I am currently trying to understand the proof that $[-x] = -[x]-1$ if $x$ is not an integer (solutions for $b$.)
where $[x]$ is the floor function.
Can somebody explain me how he went from $$-n-1 < -x < n$$ to $$[-x] = -n - 1 = -[x]-1$$ in the solutions for $b$.
On
Another proof that may help:
Let $x = a + \epsilon$ where $a \in \Bbb Z, \epsilon \in (-1,1)$. This is a way to formulate $x$ in terms of its integer and decimal component.
Then $[x]$ = $a + [\epsilon]$ (try to convince yourself of this) and $[-x] = -a + [-\epsilon]$.
If $\epsilon = 0$ (ie $x$ is an integer and, thus, $[\epsilon] = 0$), then the $[-x] = -[x]$ equality should be obvious.
Suppose $\epsilon \gt 0$, then we have $[x] = a + 0 = a$ and $[-x] = -a + (-1)$. Then we have $[-x] = [x] - 1$.

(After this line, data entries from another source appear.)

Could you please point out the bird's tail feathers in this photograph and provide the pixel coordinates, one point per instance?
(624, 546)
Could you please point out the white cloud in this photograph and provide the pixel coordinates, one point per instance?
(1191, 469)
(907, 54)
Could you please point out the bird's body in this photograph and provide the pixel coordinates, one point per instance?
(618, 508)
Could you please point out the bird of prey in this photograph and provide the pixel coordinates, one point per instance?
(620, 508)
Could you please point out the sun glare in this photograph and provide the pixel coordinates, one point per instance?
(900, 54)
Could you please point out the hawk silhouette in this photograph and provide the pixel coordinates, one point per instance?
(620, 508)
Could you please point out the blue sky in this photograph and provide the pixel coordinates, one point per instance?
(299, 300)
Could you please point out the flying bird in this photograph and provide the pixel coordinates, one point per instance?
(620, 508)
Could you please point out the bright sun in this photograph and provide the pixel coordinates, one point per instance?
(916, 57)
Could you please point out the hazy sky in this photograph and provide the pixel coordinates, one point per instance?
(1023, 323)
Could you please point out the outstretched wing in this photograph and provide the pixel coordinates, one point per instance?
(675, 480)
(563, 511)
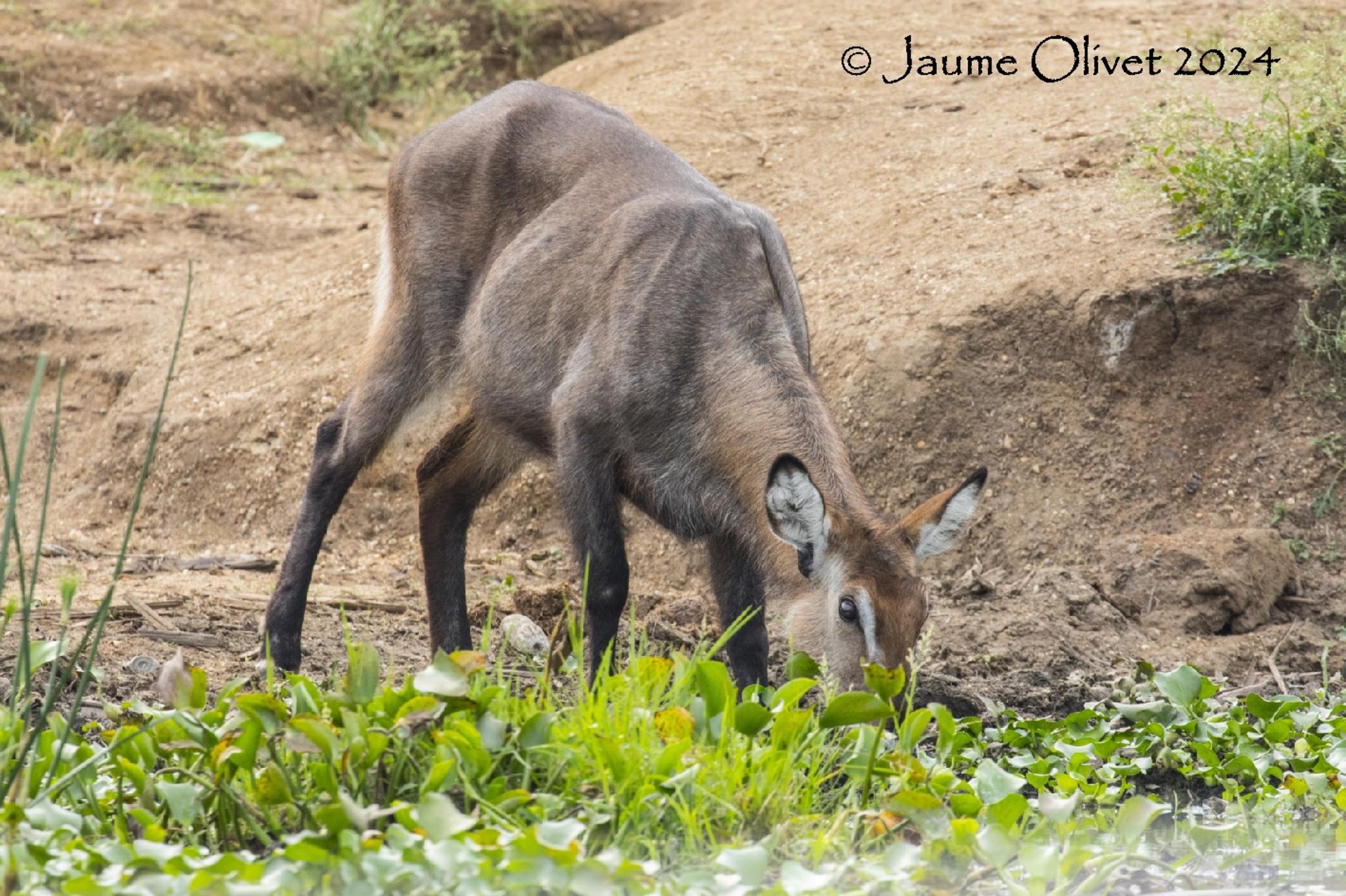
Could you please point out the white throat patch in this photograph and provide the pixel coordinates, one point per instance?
(871, 642)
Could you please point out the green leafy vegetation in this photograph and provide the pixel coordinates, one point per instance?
(1270, 185)
(438, 54)
(662, 776)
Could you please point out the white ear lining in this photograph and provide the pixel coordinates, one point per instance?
(796, 509)
(939, 537)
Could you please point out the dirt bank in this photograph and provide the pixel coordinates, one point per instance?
(982, 286)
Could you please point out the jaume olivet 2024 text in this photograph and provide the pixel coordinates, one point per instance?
(1057, 58)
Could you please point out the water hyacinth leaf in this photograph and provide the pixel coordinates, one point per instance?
(788, 724)
(443, 677)
(965, 805)
(1337, 757)
(562, 836)
(313, 735)
(198, 688)
(183, 801)
(750, 864)
(1182, 685)
(492, 731)
(536, 731)
(262, 141)
(855, 708)
(362, 673)
(264, 708)
(1057, 809)
(712, 680)
(1008, 810)
(1270, 709)
(670, 758)
(272, 789)
(674, 724)
(996, 847)
(1157, 711)
(1135, 816)
(925, 810)
(791, 693)
(42, 653)
(946, 730)
(885, 683)
(992, 783)
(1042, 861)
(797, 879)
(750, 719)
(440, 818)
(800, 665)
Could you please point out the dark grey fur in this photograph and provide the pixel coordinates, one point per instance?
(590, 295)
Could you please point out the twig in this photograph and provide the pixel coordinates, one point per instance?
(116, 611)
(189, 638)
(154, 563)
(1271, 660)
(250, 602)
(149, 612)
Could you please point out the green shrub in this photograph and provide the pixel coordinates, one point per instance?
(128, 137)
(440, 53)
(395, 49)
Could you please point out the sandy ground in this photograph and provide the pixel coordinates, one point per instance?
(986, 284)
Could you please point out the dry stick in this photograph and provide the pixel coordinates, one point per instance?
(189, 638)
(1271, 658)
(149, 614)
(116, 611)
(250, 602)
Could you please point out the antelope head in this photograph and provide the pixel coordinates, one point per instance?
(863, 599)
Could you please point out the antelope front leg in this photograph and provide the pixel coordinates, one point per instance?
(738, 587)
(587, 483)
(453, 480)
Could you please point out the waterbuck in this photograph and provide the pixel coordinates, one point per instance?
(582, 294)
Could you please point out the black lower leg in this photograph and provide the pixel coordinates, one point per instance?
(453, 481)
(330, 478)
(738, 589)
(589, 490)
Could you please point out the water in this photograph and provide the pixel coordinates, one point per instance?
(1244, 856)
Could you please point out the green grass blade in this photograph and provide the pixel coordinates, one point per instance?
(22, 671)
(11, 526)
(93, 631)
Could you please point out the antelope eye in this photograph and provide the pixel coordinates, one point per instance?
(847, 610)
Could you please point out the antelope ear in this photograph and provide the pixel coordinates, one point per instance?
(796, 510)
(933, 526)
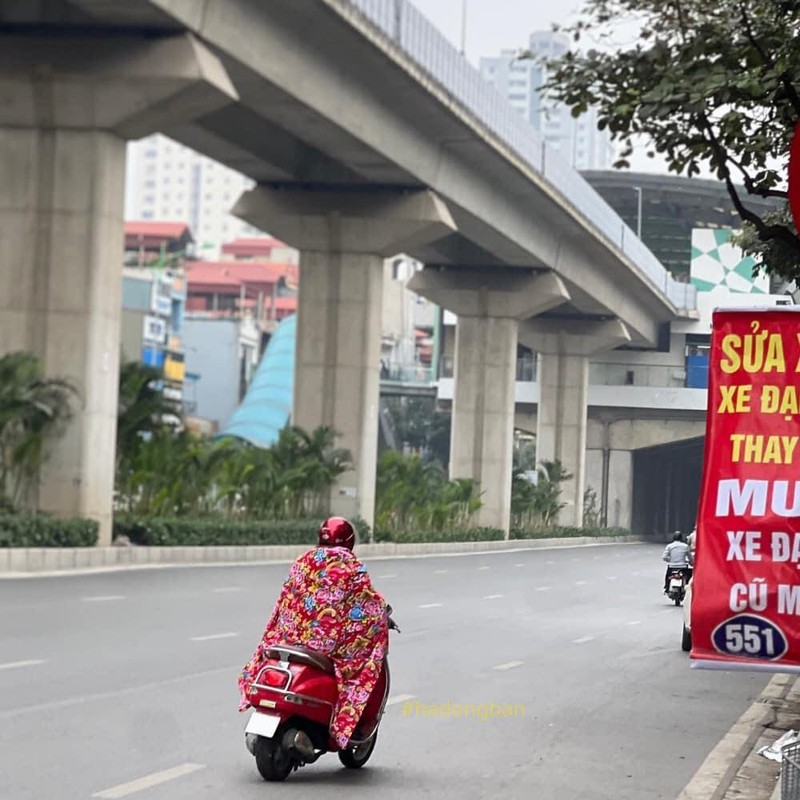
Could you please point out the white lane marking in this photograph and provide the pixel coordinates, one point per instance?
(20, 664)
(103, 598)
(157, 778)
(510, 665)
(399, 698)
(228, 635)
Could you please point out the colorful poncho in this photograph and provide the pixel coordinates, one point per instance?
(328, 604)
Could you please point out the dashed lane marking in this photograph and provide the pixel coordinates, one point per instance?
(509, 665)
(148, 781)
(34, 662)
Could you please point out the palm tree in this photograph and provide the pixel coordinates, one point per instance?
(33, 409)
(142, 408)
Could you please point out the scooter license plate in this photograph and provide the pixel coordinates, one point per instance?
(263, 724)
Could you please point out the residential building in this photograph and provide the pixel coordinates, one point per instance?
(153, 302)
(234, 288)
(166, 180)
(520, 80)
(222, 354)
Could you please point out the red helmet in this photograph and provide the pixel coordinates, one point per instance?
(337, 532)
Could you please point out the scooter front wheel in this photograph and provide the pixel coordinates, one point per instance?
(273, 761)
(356, 757)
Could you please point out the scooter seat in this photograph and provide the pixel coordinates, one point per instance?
(302, 655)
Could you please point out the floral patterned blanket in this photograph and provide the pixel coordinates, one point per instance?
(328, 604)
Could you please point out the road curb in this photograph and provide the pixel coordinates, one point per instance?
(48, 562)
(718, 771)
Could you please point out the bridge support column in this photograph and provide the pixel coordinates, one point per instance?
(489, 305)
(343, 238)
(563, 351)
(69, 104)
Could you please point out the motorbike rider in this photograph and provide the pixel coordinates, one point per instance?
(328, 604)
(692, 542)
(677, 556)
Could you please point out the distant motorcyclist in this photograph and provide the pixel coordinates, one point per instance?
(678, 556)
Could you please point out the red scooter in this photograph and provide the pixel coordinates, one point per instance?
(295, 695)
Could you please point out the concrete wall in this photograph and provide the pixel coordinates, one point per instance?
(212, 352)
(131, 335)
(649, 368)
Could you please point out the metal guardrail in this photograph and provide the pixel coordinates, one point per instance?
(404, 24)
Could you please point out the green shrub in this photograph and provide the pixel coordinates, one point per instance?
(468, 535)
(566, 533)
(221, 531)
(40, 530)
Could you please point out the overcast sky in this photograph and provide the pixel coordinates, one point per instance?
(495, 25)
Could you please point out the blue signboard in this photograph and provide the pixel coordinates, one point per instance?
(697, 371)
(153, 357)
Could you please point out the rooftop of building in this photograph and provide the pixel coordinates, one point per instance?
(233, 274)
(252, 246)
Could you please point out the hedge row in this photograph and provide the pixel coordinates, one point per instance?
(213, 531)
(40, 530)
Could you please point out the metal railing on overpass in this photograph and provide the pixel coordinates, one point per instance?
(424, 44)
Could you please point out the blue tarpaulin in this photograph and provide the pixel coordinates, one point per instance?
(267, 406)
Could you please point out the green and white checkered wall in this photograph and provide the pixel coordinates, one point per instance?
(718, 265)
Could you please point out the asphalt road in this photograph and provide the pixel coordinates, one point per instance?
(123, 685)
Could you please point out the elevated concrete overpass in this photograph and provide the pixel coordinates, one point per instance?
(367, 135)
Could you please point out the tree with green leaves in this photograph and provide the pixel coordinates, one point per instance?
(33, 411)
(707, 84)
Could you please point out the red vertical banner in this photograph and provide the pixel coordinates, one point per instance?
(794, 176)
(746, 589)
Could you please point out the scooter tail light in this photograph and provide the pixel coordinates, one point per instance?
(275, 678)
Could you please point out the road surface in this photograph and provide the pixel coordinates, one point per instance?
(123, 685)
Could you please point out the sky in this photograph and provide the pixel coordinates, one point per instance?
(495, 25)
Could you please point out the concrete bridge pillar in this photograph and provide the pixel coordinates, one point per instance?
(489, 305)
(343, 238)
(564, 348)
(68, 106)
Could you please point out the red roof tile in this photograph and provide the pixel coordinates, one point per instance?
(165, 230)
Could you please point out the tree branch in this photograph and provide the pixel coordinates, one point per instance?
(791, 92)
(766, 232)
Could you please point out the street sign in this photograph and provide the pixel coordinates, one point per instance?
(745, 611)
(154, 330)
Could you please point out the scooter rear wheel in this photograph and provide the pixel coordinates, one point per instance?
(356, 757)
(273, 761)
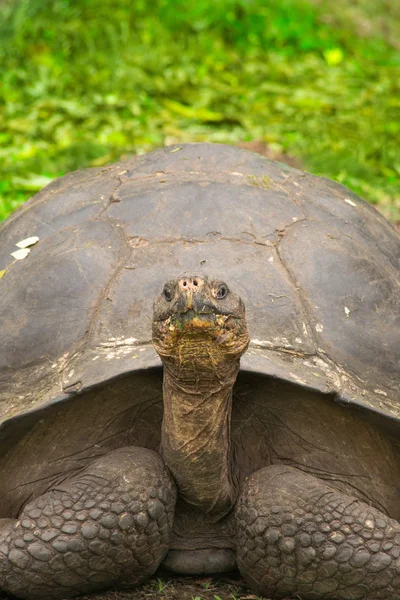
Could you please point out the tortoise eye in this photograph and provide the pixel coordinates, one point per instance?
(222, 291)
(167, 291)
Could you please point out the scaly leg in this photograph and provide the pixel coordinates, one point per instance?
(107, 526)
(299, 537)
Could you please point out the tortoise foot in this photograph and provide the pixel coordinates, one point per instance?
(108, 526)
(300, 538)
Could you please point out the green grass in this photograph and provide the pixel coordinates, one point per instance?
(84, 82)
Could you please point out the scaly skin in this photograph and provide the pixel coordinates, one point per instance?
(299, 537)
(107, 526)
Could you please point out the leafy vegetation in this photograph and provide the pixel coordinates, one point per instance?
(85, 82)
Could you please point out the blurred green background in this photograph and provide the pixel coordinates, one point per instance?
(83, 82)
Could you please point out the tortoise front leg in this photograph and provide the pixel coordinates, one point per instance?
(298, 537)
(107, 526)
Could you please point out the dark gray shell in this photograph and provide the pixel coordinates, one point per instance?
(317, 267)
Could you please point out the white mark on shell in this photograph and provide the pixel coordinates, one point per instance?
(20, 254)
(28, 242)
(261, 343)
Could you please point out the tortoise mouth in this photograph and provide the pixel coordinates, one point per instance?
(192, 320)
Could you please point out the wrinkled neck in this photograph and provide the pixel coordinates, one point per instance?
(196, 428)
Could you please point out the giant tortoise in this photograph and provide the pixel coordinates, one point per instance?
(111, 466)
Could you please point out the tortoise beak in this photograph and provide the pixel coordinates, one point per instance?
(192, 296)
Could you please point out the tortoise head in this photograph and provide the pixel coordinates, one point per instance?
(199, 319)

If $\epsilon \lt 0$, then we have $[x] = a - 1$ and $ [-x] = -a + 0$. Again, $[-x] = -[x] -1$.
Since $-n-1<-x<-n$, the number $-n-1$ is the greatest integer less or equal $-x$ (it is less than $-x$ but the next integer, namely $(-n-1)+1=-n$ is greater).
Therefore $[-x]=-n-1$. Since $[x]=n$, we get $[-x]=-n-1=-[x]-1$.